Theatre News

Hall Lures Eyre, Wright & Mitchell to Hampstead

Building on the success of his inaugural season at Hampstead Theatre, which concludes with the current sell-out production of Mike Leigh’s Ecstasy, artistic director Edward Hall has announced details for his next autumn/winter programme.

The new season will include four premieres – by Nicholas Wright, Simon Stephens, Richard Nelson and Steve Thompson – helmed by leading directors Richard Eyre, Katie Mitchell, Roger Michell and Hall himself. There will also be a return Christmas engagement for this past year’s festive hit, Melly Still and Tim Supple’s adaptation of Carol Ann Duffy’s Beasts and Beauties.

The autumn launches with the world premiere of Steve Thompson’s Monty Python-inspired No Naughty Bits, directed by Hall and running from 13 September to 15 October 2011 (previews from 8 September). The play reimagines the real-life trials of Pythons Terry Gilliam and Michael Palin as they take on the American television networks and courts in defense of English humour after all the rude bits were cut out of the Monty Python series when it was first broadcast in the US.

It’s followed, from 26 October to 26 November 2011 (previews from 20 October), by the world premiere of Nicholas Wright’s The Last of the Duchess, directed by his frequent collaborator, former National Theatre artistic director (and successor to Hall’s father Sir Peter on the South Bank) Richard Eyre.

The Last of the Duchess is based on Caroline Blackwood’s 1995 book about the last days of Wallace Simpson, the American divorcee who became the Duchess of Windsor after marrying and necessitating the abdication of Edward VIII. Blackwood was originally commissioned to write an article about the Duchess, who died in 1986, for the Sunday Times in 1980. The book focuses on her attempts to organise interviews, while being obstructed by the Duchess’ lawyer Maitre Suzanne Blum, who Blackwood accused of essentially imprisoning the royal in her villa in Paris’ Bois de Boulogne.

Wright’s new play was previously tipped for the West End as a star vehicle for Maggie Smith. Wright and Eyre have worked together before on the multi award-winning Vincent in Brixton and The Reporter, both premiered at the National, and co-wrote the book Changing Stages, about British theatre across the 20th century.

Beasts and Beauties, a retelling of eight grisly stories for ages eight and up, returns from 6 December 2011 to 7 January 2012 (previews from 1 December), directed by Melly Still. After that, the new year will kick up with the UK premiere of Simon StephensThe Trial of Ubu, running from 24 January to 18 February 2012 (previews from 18 January).
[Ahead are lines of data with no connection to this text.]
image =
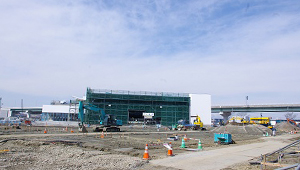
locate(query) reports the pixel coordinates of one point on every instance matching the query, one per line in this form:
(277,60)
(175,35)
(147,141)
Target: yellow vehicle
(261,121)
(198,123)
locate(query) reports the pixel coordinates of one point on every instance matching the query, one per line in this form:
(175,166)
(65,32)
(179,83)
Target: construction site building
(150,107)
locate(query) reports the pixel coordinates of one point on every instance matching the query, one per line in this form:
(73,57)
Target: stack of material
(286,127)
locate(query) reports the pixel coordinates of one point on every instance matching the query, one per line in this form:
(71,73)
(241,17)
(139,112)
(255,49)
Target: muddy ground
(59,148)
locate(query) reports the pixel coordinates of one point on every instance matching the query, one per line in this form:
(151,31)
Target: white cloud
(58,48)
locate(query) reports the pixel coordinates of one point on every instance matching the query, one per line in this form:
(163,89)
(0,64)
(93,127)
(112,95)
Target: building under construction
(134,107)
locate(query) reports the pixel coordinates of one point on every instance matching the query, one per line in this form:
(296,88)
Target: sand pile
(286,127)
(244,129)
(40,156)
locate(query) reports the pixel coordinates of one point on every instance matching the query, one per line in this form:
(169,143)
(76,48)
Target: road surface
(224,157)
The Trial of Ubu picks up the story of the titular megalomaniac from Alfred Jarry’s 1896 play Ubu Roi and questions how civilised society deals with the perpetrators of unspeakable crimes. In it, Ubu finds himself before a UN-constituted International Tribunal charged with violations of humanitarian law. The Trial of Ubu will be the second collaboration between Stephens and director Katie Mitchell – it follows next month’s premiere of Wastwater at the Royal Court.

The new Hampstead schedule concludes with another world premiere, Farewell to the Theatre, written by Tony and Olivier Award-winning American dramatist Richard Nelson (Goodnight Children Everywhere, Some Americans Abroad) and directed by Roger Michell. It runs from 7 March to 7 April 2012 (previews from 1 March).

Nelson’s play centres on one of the founders of modern British theatre, author, actor, director and producer Harley Granville Barker, whose plays Waste and The Voysey Inheritance have recently had major London reclamations. Set in Massachusetts in 1916, Farewell to the Theatre finds an embittered Granvlle Barker attempting to rediscover his love of art amongst a community of ex-pats.

Commenting on the autumn/winter programme, Edward Hall said: “It is an enormous pleasure to be producing work of variety and quality over the next year and is indicative of a theatre that continues to go from strength to strength. Hampstead Theatre is now producing more work across its two spaces than ever before, selling more tickets and operating more efficiently. With Richard Eyre, Nicholas Wright, Katie Mitchell, Simon Stephens, Roger Michell and Richard Nelson amongst the artists joining us for our next major season of work, the theatre is looking forward to a very exciting phase in its history as one of the key new writing houses in the UK theatre landscape.”

Prior to the new season, this summer at Hampstead will comprise a Royal Shakespeare Company residency of new plays and a London transfer for Hall’s all-male Propeller company productions of Shakespeare’s Richard III and The Comedy of Errors.